И потому я перестал играть по своим правилам.
– Вам пришлось похоронить его без Палсгрейва, – размышлял я. – Он бы определенно заподозрил неладное, когда такой здоровый мальчишка-газетчик вдруг заболевает в вашем заведении. Уверен, вы успокаивали только хронически больных, чтобы доктор ничего не заподозрил, и уверен, вы были невероятно осторожны. А вот с Джеком пришлось решать быстро, раз уж он заглянул в экипаж Палсгрейва и видел человека в черном капюшоне у ваших дверей. Где вы его зарыли?
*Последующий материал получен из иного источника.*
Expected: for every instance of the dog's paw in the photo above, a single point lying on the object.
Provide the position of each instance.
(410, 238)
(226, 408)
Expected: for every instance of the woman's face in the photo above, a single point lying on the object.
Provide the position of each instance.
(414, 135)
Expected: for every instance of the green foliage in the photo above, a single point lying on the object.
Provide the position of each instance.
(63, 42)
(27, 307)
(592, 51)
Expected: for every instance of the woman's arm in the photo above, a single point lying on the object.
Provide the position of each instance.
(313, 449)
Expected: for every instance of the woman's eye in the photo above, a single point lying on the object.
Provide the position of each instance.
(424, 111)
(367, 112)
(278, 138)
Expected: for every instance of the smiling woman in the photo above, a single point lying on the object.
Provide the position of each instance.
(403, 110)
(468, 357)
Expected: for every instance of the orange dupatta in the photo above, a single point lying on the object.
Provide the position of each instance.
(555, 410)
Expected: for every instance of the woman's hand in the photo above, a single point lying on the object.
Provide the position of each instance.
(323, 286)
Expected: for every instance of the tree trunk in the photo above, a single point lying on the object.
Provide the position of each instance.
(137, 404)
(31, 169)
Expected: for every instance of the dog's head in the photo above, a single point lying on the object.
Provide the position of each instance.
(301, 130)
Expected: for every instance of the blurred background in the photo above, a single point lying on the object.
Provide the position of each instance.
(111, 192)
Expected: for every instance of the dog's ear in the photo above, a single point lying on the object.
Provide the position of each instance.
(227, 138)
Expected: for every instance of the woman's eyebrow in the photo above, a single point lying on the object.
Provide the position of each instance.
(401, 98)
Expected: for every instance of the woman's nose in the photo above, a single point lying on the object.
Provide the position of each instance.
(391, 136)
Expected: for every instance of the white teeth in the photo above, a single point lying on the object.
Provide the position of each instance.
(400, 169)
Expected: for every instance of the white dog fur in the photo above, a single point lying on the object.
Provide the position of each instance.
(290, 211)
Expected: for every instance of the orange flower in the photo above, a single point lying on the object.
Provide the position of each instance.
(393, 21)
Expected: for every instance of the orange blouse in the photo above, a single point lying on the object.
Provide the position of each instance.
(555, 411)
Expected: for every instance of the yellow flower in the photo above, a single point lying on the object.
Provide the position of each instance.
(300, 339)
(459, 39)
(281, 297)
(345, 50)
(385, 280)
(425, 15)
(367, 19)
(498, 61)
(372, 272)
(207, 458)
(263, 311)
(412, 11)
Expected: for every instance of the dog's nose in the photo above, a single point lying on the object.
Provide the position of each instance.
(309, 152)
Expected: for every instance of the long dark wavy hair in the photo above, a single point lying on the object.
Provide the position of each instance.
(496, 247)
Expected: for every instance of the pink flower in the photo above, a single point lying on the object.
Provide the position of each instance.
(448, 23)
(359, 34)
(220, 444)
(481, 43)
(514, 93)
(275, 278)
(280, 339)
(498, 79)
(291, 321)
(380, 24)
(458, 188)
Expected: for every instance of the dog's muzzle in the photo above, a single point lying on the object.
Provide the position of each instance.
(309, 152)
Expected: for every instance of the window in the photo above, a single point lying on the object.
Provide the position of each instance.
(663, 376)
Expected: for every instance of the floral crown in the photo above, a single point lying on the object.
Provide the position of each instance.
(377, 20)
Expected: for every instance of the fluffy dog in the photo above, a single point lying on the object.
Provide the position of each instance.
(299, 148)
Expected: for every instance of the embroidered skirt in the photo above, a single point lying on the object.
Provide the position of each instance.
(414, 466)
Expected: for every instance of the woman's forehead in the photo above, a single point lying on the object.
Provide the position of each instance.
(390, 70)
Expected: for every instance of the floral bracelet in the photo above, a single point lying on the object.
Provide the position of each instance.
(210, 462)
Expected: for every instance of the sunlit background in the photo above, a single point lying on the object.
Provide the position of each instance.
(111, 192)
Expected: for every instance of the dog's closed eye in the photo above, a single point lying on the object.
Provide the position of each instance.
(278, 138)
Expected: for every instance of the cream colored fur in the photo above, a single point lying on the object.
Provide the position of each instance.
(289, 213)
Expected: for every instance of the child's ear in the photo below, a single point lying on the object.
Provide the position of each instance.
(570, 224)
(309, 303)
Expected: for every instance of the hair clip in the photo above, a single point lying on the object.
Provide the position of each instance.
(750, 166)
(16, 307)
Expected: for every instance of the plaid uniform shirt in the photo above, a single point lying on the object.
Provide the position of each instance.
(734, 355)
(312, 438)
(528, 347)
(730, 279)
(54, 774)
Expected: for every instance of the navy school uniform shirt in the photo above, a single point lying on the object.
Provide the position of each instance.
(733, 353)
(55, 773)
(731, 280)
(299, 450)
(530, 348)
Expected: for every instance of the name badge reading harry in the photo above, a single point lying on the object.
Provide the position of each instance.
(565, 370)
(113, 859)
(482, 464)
Неудивительно, что вы смогли спрятать тело – вы достаточно хитры, а «медных звезд» тогда еще не было.
– У вас нет доказательств, – прошептала она. – И я ничего не сказала.
– Я уже говорил вам, мадам Марш, что мое милосердие исчерпано. Это означает, что мне не требуется ни кусочка того, что вы зовете доказательствами. Я могу завтра же запереть вас с любым обвинением. Потому что вы – шлюха, а я – «медная звезда».
– И эти слова должны убедить меня, что лучшая политика – признание? – воскликнула она. – Тот факт, что вы готовы заживо похоронить меня в подземелье, которое зовете Гробницами?
– Я бы не желал лучшего. Но если вы скажете мне, сколько, – ответил я, наклоняясь к ней, – я не стану.
Взятки как таковые вызывали у меня отвращение. Но я безумно хотел понять. Так, как никогда ничего не хотел. Я хотел Мерси, но это вырезано на моих костях. Каждый хочет денег и удобств, но это слишком расплывчатые понятия для сравнения. Я хотел, чтобы Валентайн жил лучшей жизнью, чем сейчас, и это желание было той частью меня, которую нельзя трогать. Но сейчас… я жаждал фактов, будто они – чистая вода. Прозрачных, холодных, лишенных истории фактов.
Шелковая Марш поставила свой бокал с шампанским. Оживленная кукла исчезла, сменившись существом, немного напоминающим… ну да, биржевого брокера. Оценивает шансы, подбирает схемы и загадывает далеко вперед. Это было ловко.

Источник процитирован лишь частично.